What’s in a name?
‘How do you remember those Latin names?’ I have been asked this question many times! It was the Swedish botanist, Carl Linnaeus, who came up with the binomial (Genus/species) system of classifying living things and as a person who has studied biological sciences it can’t be beaten for worldwide consistency on species identification. But…
“Two Streptopelia turtur….. And a Perdix perdix in a Pyrus communis tree…”
…would have anyone turning to the gin at Christmas.
So, instead, raise a glass to the common names we use, names our language would be much the poorer for, in prose and verse, if we didn’t have them. Take, for instance, the humble Woodlouse, it has over one hundred vernacular names in the UK. We all have our favourites but here are a few with their county of origin; Cheese-log (Bucks), Chisel-pig (Berks), Curly-button (Isle of Man), Grampher (Somerset), Monkey peas (Kent), Tiddy-hog (Lincs) and the strange Pissiebeds (Northumberland).
We also have a Dor beetle called a Dumbledor, is that where the headmaster of Hogworts got his name? Two names I can remember from my early days were ‘Jasper’ for the common wasp and ‘Spadger’ for the House Sparrow, interestingly, this Berkshire name was used by Mackenzie Crook when he played Worzel Gummidge last Christmas.
For plants we have the poetic ‘Daffydowndilly’ for the daffodil and the Dandelion has the name of ‘Tiddle-beds’ probably due to its diuretic properties, it is also known as ‘Old mans or Peasant clock’, and we all have blown the seeds and made a wish.
The weather has many local names as well, from Scotland comes ‘Stoating’, describing rain that bounces of the ground and from Devon comes the magical word ‘Ammil’ that refers to the sun light reflecting off a hoar frost. Idiosyncratic and very British, yes, but let’s not forget them and make sure we pass them on to the next generation especially as only 30% of 8-11 year olds, in one survey, knew what a Magpie was, yet 90% knew a Dalek.
Finally, when Dad stops pulling his hair out over the mounds of soil that have appeared, overnight, on his prize lawn, go tell him it was only a ‘Mowdiwarp’ going about his business… enchanting!

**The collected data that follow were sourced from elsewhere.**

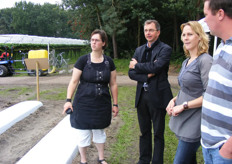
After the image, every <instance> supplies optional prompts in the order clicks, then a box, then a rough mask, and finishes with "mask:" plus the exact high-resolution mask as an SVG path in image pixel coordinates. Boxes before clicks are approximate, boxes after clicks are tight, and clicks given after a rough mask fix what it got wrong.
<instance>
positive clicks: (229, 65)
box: [201, 0, 232, 164]
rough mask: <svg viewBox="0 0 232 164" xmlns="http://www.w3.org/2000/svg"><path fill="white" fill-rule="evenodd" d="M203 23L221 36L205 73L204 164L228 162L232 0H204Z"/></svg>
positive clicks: (231, 101)
mask: <svg viewBox="0 0 232 164" xmlns="http://www.w3.org/2000/svg"><path fill="white" fill-rule="evenodd" d="M204 14H205V22H206V23H207V25H208V26H209V29H210V32H211V34H212V35H215V36H217V37H219V38H221V39H222V42H221V44H220V45H219V47H218V49H217V51H216V53H215V55H214V57H213V58H214V61H213V64H212V67H211V70H210V72H209V81H208V87H207V89H206V92H205V94H204V100H203V106H202V120H201V137H202V140H201V144H202V149H203V155H204V160H205V164H229V163H230V164H232V1H231V0H204Z"/></svg>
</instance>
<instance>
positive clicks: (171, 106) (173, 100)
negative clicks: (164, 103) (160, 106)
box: [166, 98, 176, 116]
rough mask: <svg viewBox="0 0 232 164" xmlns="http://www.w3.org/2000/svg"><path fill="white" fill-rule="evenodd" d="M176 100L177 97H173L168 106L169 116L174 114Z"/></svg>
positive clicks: (167, 107)
mask: <svg viewBox="0 0 232 164" xmlns="http://www.w3.org/2000/svg"><path fill="white" fill-rule="evenodd" d="M175 100H176V98H173V99H171V100H170V101H169V103H168V106H167V107H166V111H167V113H168V115H169V116H171V115H172V111H173V107H174V106H175Z"/></svg>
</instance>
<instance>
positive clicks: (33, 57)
mask: <svg viewBox="0 0 232 164" xmlns="http://www.w3.org/2000/svg"><path fill="white" fill-rule="evenodd" d="M35 58H47V59H48V51H47V50H30V51H29V52H28V59H35ZM27 72H28V75H35V74H36V71H35V70H27ZM47 74H48V70H47V69H42V70H41V69H40V70H39V76H45V75H47Z"/></svg>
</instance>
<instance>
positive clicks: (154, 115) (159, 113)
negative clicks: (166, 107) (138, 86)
mask: <svg viewBox="0 0 232 164" xmlns="http://www.w3.org/2000/svg"><path fill="white" fill-rule="evenodd" d="M142 92H143V93H142V95H141V98H140V101H139V104H138V107H137V114H138V121H139V126H140V131H141V136H140V143H139V148H140V157H139V162H138V164H150V162H151V160H152V164H163V154H164V129H165V115H166V110H165V109H157V108H156V107H155V106H154V105H152V103H151V102H149V94H148V92H149V91H142ZM154 99H155V97H154ZM152 126H153V133H154V149H153V157H152Z"/></svg>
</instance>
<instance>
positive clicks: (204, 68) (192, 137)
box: [169, 53, 212, 142]
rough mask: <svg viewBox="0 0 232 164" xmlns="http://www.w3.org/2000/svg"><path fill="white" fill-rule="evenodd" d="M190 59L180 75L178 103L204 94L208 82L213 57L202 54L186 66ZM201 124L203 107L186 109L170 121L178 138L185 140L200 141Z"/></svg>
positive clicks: (207, 55)
mask: <svg viewBox="0 0 232 164" xmlns="http://www.w3.org/2000/svg"><path fill="white" fill-rule="evenodd" d="M188 60H189V58H187V59H186V60H185V61H184V62H183V63H182V68H181V70H180V74H179V76H178V83H179V85H180V91H179V93H178V95H177V99H176V105H180V104H183V103H184V102H185V101H191V100H194V99H196V98H198V97H200V96H202V95H203V94H204V92H205V90H206V86H207V83H208V73H209V70H210V67H211V65H212V57H211V56H210V55H209V54H206V53H205V54H202V55H200V56H198V57H197V58H196V59H195V60H194V61H193V62H192V63H190V64H189V65H188V66H186V64H187V62H188ZM200 125H201V107H199V108H191V109H188V110H184V111H183V112H182V113H180V114H179V115H178V116H172V117H171V119H170V122H169V127H170V129H171V130H172V131H173V132H174V133H175V134H176V136H177V138H178V139H180V140H183V141H185V142H197V141H200V138H201V129H200Z"/></svg>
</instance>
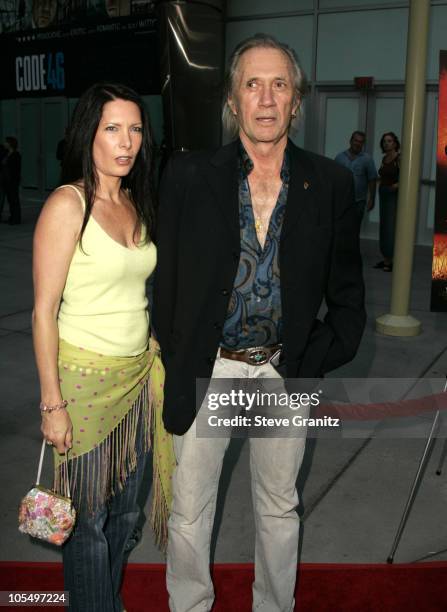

Nature’s calendar: January
With increasing day length the excitement in our garden birds is audibly clear, the growing babble of song, not only at dawn, but throughout the daylight hours reflects an interest in establishing a territory for the up and coming breeding season. Listen out for the calls of the Blue Tit, Great Tit and Dunnock and also the melodious call of the Song Thrush.
Moth numbers are increasing very slowly, the Spring Usher having a very appropriate name for this time of year. This is one of several moth species where only the males have wings, the flightless females attracting their suitors using pheromones, the moth equivalent of Lancôme or Christian Dior.
Keep an eye on muddy areas (or on snow, if we get any) for animal and bird tracks and try to identify what beasty has crossed your path, there are some good sites online to enable this.
Following on from last month’s blog, if you have any Mistletoe with berries, and an apple tree in your garden, make a small cut in the bark of the tree and squash a berry in it, then wrap it up with a piece of old bandage and you may have your own supply of mistletoe in the future, the ultimate Christmas decoration recycling.
My resolution for the new year is to make more time to sit and watch nature, it’s good for your mental wellbeing and it will lead to a deeper understanding of the natural world and how much we are a part of it and reliant upon it for our existence…oh, and remember those names just in case a Mowdiwarp appears from its underground dwelling to say hello.